Bloomgarten's legitimate problems—such as alcoholism, accompanying one-night stands with strangers, and other situations which call for an exercise in compromised, possibly poor judgment—are glossed over, which left me with an icky feeling. This is no doubt due in part to having encountered the destructive nature of alcoholism firsthand, though I was generally unsettled by the rampant drunk driving, possibly unprotected NSA sex, and pill-popping found in the book. Is it because I'm the straightedge monogamist type or because the novel, with a female protagonist, was authored by a man without an inherent sense of how a woman would act in these improbable situations? Do I simply misunderstand sexual liberation and flagrant drunkenness as gendered? All of these things are possible. I can often lose myself in fiction, but personal hang-ups aside, this was one novel that failed to sell me on the improbably destructive plot.
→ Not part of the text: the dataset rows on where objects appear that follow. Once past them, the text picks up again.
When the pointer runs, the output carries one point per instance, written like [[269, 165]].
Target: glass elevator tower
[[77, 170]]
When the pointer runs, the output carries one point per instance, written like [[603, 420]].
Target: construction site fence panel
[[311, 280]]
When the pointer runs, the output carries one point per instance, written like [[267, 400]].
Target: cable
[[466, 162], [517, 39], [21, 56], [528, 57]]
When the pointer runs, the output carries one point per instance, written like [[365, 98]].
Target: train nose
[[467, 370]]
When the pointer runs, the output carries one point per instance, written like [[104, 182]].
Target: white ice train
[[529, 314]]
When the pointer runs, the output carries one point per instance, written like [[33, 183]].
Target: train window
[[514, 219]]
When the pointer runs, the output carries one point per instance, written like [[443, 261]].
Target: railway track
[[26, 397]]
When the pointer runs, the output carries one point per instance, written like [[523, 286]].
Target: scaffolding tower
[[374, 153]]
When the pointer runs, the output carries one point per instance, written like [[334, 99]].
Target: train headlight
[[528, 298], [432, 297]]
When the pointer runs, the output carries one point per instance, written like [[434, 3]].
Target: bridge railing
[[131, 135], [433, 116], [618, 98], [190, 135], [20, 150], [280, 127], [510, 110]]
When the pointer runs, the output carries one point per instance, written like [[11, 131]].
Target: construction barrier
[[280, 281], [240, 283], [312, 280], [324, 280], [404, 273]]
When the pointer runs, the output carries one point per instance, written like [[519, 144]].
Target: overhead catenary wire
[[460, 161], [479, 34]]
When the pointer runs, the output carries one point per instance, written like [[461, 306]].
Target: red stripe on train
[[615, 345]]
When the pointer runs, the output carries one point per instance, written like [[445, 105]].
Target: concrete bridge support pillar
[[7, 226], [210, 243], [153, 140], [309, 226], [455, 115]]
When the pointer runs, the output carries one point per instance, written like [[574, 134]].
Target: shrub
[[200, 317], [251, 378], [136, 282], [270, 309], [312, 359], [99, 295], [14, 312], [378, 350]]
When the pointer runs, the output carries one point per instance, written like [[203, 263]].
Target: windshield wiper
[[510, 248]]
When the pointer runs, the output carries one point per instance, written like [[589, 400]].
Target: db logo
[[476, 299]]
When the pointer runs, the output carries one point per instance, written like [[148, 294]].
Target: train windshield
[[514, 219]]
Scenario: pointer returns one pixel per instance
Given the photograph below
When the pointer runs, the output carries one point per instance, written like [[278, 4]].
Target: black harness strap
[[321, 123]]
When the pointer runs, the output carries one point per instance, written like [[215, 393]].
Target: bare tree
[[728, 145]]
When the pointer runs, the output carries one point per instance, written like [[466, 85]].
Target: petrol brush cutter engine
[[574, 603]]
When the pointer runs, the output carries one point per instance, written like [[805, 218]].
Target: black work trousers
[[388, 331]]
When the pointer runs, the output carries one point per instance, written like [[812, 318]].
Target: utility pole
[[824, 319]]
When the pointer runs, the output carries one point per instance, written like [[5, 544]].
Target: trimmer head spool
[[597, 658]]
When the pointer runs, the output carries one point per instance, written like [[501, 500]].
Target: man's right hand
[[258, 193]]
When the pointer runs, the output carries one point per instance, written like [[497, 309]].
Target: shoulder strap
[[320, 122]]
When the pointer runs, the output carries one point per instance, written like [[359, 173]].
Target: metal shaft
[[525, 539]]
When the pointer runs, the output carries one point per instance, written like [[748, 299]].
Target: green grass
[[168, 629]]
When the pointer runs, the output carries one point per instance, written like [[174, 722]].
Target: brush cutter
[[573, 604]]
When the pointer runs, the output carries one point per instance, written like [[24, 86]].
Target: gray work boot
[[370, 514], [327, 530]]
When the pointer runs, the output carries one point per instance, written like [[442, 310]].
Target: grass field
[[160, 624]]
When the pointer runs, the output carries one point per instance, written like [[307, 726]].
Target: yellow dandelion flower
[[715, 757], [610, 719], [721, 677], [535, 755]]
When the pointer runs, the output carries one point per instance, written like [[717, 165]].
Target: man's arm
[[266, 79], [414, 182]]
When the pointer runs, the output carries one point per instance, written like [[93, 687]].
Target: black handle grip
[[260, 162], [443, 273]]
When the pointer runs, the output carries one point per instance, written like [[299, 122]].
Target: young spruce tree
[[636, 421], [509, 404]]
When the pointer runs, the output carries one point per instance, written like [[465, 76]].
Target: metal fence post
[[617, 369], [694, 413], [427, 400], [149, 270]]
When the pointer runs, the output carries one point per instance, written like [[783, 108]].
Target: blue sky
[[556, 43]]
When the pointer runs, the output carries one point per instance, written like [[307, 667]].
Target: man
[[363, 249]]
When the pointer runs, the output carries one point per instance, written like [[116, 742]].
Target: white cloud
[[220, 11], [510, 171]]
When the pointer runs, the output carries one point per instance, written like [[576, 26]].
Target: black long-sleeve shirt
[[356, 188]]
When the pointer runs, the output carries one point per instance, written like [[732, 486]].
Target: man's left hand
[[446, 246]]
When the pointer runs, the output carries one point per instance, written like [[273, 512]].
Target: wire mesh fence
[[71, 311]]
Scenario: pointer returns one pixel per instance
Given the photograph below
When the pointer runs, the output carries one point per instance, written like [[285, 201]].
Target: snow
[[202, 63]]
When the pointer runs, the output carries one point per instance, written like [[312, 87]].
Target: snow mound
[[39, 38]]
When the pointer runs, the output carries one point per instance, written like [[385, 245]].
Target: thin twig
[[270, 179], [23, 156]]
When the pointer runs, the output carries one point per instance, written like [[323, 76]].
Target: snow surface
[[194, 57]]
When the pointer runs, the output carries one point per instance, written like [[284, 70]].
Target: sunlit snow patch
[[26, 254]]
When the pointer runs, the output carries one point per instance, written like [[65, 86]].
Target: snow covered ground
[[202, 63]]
If you're going to be able to enjoy Mesopotamia for the hedonistic, celebrity-crazed cultural artifact that it is, you'll need to bone up on A-lister gossip from the past year and retain random Elvis trivia to make sense of the puns and wisecracks. Often, you'll feel like you're spying on some sort of Bizarro World skeptics convention with a few too many of the characters tossing around self-righteous anti-Bush, pro-global warming propaganda that the most devoted leftist thinker would find irritatingly cliche. If you'd like to finish the book without being tempted to hurl it across the room, you'll also want to cultivate a bit more sympathy for the protagonist than I did.